Epifanio afferma che fino al quarto secolo d. C. la popolazione di Cafarnao era interamente ebraica: "La consuetudine che proibisce a ogni razza differente di abitare con essi (cioè con gli ebrei) è in vigore specialmente a Tiberiade, a Diocesarca (Sefforis), a Nazaret e a Cafamao". D'altra parte alcuni passi della Mishna sottolineano il fatto che durante i primi tre secoli dell'era cristiana la popolazione ebraica di Cafarnao era composta di due blocchi distinti: da una parte gli ebrei ortodossi e dall'altra i cosiddetti 'Minim" o eretici.
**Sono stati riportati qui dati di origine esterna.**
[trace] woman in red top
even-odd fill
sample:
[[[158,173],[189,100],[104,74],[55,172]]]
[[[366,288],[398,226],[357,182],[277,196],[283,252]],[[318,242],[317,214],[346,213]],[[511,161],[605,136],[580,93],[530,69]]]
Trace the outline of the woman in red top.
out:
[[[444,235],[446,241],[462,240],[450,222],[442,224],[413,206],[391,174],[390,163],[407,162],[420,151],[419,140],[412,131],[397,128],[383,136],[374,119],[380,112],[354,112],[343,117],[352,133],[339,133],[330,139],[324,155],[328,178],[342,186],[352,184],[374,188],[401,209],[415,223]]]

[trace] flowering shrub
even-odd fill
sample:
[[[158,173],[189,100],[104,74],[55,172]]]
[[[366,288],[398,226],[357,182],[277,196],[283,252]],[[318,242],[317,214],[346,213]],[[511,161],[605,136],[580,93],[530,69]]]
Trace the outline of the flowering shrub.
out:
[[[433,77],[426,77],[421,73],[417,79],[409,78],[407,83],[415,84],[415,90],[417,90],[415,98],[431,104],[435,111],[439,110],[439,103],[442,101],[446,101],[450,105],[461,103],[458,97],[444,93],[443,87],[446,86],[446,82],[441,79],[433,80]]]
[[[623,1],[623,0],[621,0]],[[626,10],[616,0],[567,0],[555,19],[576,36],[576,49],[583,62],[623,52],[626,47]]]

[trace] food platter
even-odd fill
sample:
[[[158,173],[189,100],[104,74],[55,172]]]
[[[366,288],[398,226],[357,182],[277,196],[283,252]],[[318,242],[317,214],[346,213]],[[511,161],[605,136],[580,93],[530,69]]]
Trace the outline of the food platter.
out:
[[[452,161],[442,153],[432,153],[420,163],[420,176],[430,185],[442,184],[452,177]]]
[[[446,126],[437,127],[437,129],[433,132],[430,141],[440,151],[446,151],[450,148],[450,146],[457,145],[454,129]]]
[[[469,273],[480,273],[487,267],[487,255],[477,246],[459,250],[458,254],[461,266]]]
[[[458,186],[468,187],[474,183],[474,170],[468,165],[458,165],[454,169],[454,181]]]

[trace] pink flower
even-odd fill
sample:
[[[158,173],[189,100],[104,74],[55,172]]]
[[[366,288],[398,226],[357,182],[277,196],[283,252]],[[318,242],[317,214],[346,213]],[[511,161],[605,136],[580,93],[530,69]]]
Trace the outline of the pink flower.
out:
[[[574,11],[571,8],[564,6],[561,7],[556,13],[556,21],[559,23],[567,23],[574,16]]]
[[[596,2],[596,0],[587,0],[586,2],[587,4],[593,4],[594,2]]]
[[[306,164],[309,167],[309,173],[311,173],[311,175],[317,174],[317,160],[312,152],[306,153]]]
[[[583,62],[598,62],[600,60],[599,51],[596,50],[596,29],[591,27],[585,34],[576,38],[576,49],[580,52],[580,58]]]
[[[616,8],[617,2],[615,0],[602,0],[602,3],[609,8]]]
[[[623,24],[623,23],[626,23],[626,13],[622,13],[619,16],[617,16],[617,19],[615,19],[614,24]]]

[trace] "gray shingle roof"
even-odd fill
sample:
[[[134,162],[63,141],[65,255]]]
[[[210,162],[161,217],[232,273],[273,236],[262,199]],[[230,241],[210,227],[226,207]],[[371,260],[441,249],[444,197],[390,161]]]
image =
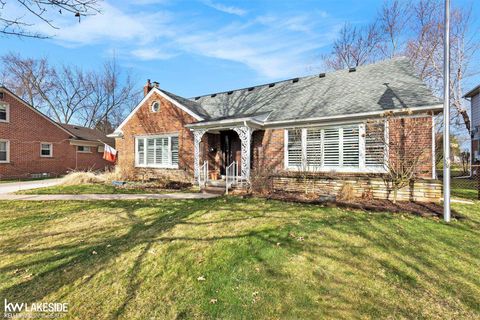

Dal contesto risulta che questi Minim di Cafarnao erano degli ebrei convertiti al cristianesimo, cioè dei Giudeo-cristiani.

The boat

La "barca di Gesù" - una antica nave da pesca ritrovata nel lago

Già prima della seconda guerra giudaica dei 135 la comunità cristiana di Cafarnao aveva raggiunto le alte sfere del giudaismo ortodosso e aveva tentato di convertire alla setta il rabbino Hanina, nipote del celebre rabbino Jehoshua: "Hanina, figlio del fratello di Jehoshua, venne a Kefar Nahum e i Minim lo ammaliarono e lo fecero montare sopra un asino il giorno di sabato. Egli si presentò all'amico Jehoshua che lo unse con l'olio e lo guarì. R. Jehoshua gli disse: "Siccorne l'asino di questa perversa persona (Gesù?) si è accanita su di te, tu non puoi più abitare nella terra d'Israele. Egli dunque se ne andò in Babilonia, dove morì in pace". (Midrash Qoh Rabba, 1,8).
Due secoli più tardi, tra la fine del terzo secolo e i primi decenni dei secolo successivo, i Giudeo-cristiani di Cafarnao si erano talmente moltiplicati che il Rabbino Issi di Cesarea arrivò al punto di condannare in blocco gli abitanti di questo villaggio. E' in tal maniera ch'egli spiega il versetto Qoh VII, 26, riferendosi ai Minim: "Buono è Anania, il nipote di Jehoshua; cattivi sono i figli (abitanti) di Kefar Nahum". (Midrash Qoh Rabba, VII, 26). Da questo passo non dobbiamo concludere che a quest'epoca tutti gli abitanti di Cafarnao fossero dei Minim; d'altra parte R. Issi difficilmente avrebbe potuto pronunciare questa pesante sentenza contro "i figli di Kefar Naltum", se i Minim avessero formato soltanto una parte insignificante del villaggio.
E' difficile dire esattamente quando e in che misura i cristiani della Gentilità soppiantarono la comunità giudeo-cristiana di Cafarnao. C'è da ritenere prudentemente che la chiesa ottagonale della seconda metà del quinto secolo sia stata costruita dagli Etnico-Cristiani.
Nell'epoca bizantina i Giudeo-ortodossi continuarono a vivere a Cafarnao insieme ai Cristiani, il cui numero nel frattempo venne aumentando considerabilmente. Tale aumento dei Cristiani tra gli abitanti di Cafarnao è suggerito dal frequente uso di piatti in terra sigillata con il simbolo cristiano della croce. Questa ceramica importata compare in molte abitazioni dei quartieri finora scavati.

Bowl

Piatto con croce impressa, ritrovato a Cafarnao

All'inizio del settimo secolo, ossia al principio del periodo arabo, varie case furono abbandonate e andarono in rovina: ciò lascia supporre la partenza almeno parziale della vecchia popolazione sia ebraica che cristiana di Cafarnao. L'abbandono della sinagoga e della chiesa ottagonale suggerisce che la popolazione di Cafarnao passò pian piano alla nuova religione musulmana.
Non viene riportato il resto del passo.